Sunday, 24 April 2016

Crow Song

Short fiction by William Scott

At the edge of the lake sitting uncomfortable on rock, looking onto the calm surface of the water; wet gossamer stretched between the hills rolling in large soft ripples. 

He says “I love you” too easily.  Too quickly at least.  So he thinks.  Or do others say it too seldom or too late?  He said it again.  She smiled and sputtered something like its reflection, uncertainly.   

Before him the damp shore, small rocks and boulders wading in the shallow edge of the lake.  They look left behind, untidy.  He would move them, but where?  Every square inch of the ground is covered by accidents— mess.  The water is simple though, purely one infinite thing, shimmering, pulling the landscape and sky upside down in the low light of dawn.

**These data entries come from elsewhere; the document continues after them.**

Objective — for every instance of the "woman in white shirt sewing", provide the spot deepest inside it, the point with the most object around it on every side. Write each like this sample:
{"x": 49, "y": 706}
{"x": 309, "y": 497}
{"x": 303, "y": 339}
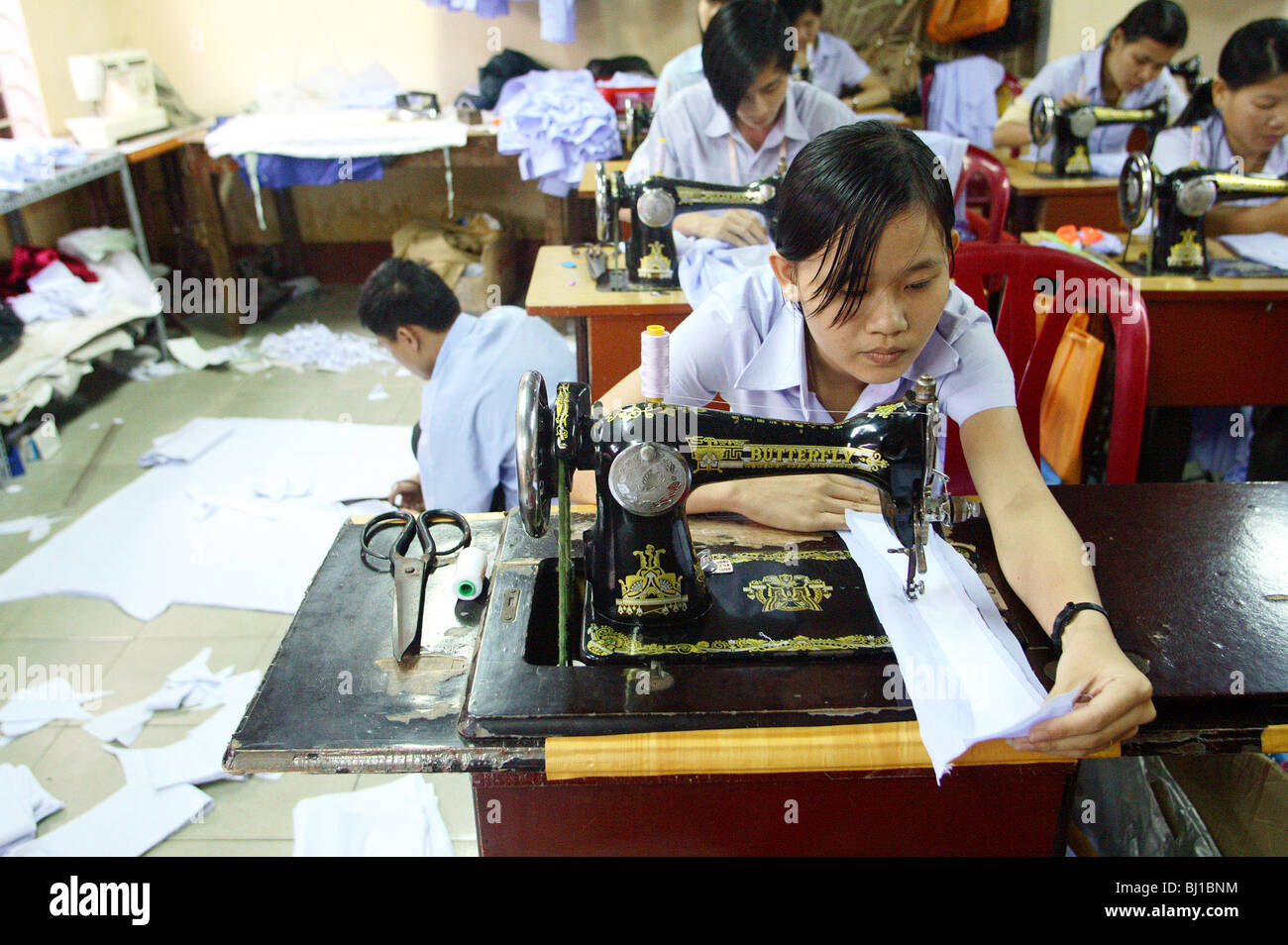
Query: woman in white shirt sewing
{"x": 1128, "y": 69}
{"x": 854, "y": 305}
{"x": 1237, "y": 121}
{"x": 742, "y": 123}
{"x": 829, "y": 62}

He meant it though.  He felt it.  An expanding in his chest a sinking in his belly. The urge to vomit.  Words instead, now out between them with no place to go.  Not rejected but not received. 
Small fish intermittently break the water disturbing the surface with staccato shimmers.  Entropy quickly assumes them back into the grand lethargy.  Further out textured patterns patch the surface as wind coaxes against laziness. 

She was so beautiful just then; penitential grimace after burning the hot chocolate to the pot’s bottom over the campfire.  Black bits floating, “Don’t stir it, Abigail”, David searched ten minutes in the back of the Subaru for a strainer while Abby fished out what she could with a fork. 

He had wanted to say it five maybe ten times before, at quiet pauses when he felt himself blending with her, disappearing merely as himself.  How could it be so out of place?  What sort of world is this?  They share a tent, share bodies, risk pregnancy —trust each other primitively— and yet these words are too much?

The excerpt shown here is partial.